With high costs for advanced medical services in Ukraine, the prospects of the wounded who are placed in regional hospitals are not always good. Some of them are already told that they need to raise money for surgery in Kyiv or abroad or they will lose limbs. The state unfortunately cannot provide care for those who protected the state. The only hope is that those who are not rewarded during their earthly lives, will receive their rewards in heaven.
Your honesty & integrity shines through. Glad you don’t fight the either or polarisations too. Love and peace x
I meant you do fight the polarisation!
Thank you Maria, one of my poet provocateur heroines! And I’m sure I both fight the polarisation and don’t fight it . . .
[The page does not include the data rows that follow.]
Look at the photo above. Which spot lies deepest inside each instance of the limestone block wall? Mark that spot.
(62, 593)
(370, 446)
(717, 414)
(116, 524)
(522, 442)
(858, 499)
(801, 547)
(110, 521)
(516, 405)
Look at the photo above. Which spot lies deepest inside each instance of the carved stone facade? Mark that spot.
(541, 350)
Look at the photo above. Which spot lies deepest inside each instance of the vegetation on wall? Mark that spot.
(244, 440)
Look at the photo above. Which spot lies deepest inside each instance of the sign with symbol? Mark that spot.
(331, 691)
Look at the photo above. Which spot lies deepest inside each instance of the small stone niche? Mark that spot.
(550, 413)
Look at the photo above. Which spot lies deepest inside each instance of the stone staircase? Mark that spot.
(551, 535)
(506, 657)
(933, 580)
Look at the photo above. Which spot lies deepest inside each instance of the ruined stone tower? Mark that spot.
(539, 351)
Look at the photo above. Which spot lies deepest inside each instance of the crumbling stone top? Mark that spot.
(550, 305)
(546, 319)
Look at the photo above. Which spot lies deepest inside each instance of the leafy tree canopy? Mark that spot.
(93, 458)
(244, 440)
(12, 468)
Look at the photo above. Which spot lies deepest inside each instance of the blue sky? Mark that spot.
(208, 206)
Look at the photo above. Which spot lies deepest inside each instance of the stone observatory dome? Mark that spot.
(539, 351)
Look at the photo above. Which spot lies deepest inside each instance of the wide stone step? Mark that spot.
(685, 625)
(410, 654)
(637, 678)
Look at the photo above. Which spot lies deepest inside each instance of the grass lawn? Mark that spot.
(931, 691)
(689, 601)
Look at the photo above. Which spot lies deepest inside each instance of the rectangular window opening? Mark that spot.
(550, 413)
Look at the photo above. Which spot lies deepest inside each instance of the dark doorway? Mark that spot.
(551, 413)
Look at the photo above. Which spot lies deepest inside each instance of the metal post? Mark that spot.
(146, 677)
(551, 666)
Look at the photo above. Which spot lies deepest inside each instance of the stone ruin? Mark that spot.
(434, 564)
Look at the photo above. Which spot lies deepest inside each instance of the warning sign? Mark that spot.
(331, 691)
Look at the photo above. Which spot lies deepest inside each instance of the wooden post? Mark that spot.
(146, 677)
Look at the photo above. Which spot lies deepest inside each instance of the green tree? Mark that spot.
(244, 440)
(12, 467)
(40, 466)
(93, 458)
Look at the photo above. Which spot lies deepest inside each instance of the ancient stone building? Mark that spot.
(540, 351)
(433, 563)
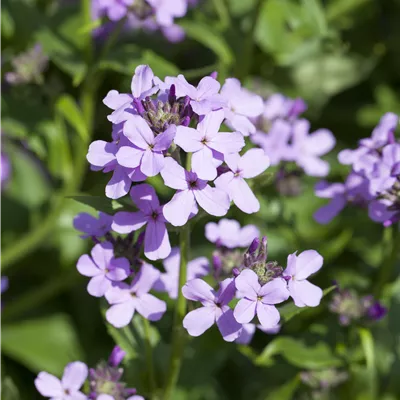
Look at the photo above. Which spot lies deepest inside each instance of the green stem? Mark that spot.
(390, 254)
(149, 358)
(178, 332)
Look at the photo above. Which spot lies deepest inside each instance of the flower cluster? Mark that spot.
(352, 308)
(257, 283)
(104, 382)
(374, 180)
(150, 15)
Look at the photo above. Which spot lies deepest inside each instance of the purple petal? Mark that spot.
(305, 293)
(253, 163)
(267, 315)
(48, 385)
(188, 139)
(178, 209)
(150, 307)
(120, 315)
(138, 132)
(174, 175)
(198, 321)
(74, 376)
(245, 310)
(228, 326)
(213, 200)
(156, 241)
(98, 286)
(126, 222)
(198, 290)
(274, 292)
(308, 263)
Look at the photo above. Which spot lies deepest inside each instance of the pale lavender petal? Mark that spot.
(138, 132)
(202, 164)
(142, 80)
(274, 292)
(74, 376)
(243, 196)
(253, 163)
(120, 315)
(126, 222)
(178, 210)
(198, 290)
(150, 307)
(188, 139)
(156, 241)
(48, 385)
(86, 266)
(308, 263)
(129, 157)
(305, 293)
(98, 286)
(245, 310)
(228, 326)
(247, 284)
(267, 315)
(198, 321)
(213, 200)
(174, 175)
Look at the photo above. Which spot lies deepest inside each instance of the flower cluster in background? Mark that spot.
(374, 180)
(105, 382)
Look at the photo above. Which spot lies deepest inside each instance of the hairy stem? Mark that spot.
(178, 332)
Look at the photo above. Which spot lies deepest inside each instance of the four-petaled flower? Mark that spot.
(156, 241)
(103, 268)
(260, 300)
(215, 309)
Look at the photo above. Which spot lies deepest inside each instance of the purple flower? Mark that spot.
(257, 299)
(156, 241)
(275, 143)
(228, 233)
(190, 189)
(215, 309)
(102, 155)
(251, 164)
(68, 387)
(126, 299)
(91, 226)
(116, 356)
(205, 140)
(241, 105)
(147, 150)
(103, 268)
(354, 190)
(203, 99)
(307, 148)
(168, 281)
(299, 268)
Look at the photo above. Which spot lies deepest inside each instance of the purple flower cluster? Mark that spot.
(150, 15)
(374, 180)
(105, 381)
(286, 138)
(259, 285)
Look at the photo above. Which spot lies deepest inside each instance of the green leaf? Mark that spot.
(45, 344)
(298, 354)
(68, 108)
(211, 39)
(288, 311)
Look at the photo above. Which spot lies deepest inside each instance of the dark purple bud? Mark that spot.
(235, 272)
(214, 75)
(116, 356)
(172, 95)
(254, 246)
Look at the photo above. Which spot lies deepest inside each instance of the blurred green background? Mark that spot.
(341, 56)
Inspirational, thought-provoking, questioning – this post seems to sum you up Naomi. I deliberately didn’t read it until today because – whatever you were writing about – I knew it would deserve time and attention. So glad that amid the tragic conflict of the outer world, you have found a measure of healing in your own inner world.
Thank you, Bridget, for these warm words. The post was spontaneous, but a long time building, so yes, I suppose it does crystallise where I am at right now. The Literary Activism panel discussion was very interesting, in part because the poets – from Ukraine, Turkey, India and Egypt – all felt that poetry was inherently political. All one watermelon, all the way down . . . Though in my experience writing and campaigning are different activities, making different demands on my time and attention, I hope to keep building bridges between these spheres, here and elsewhere.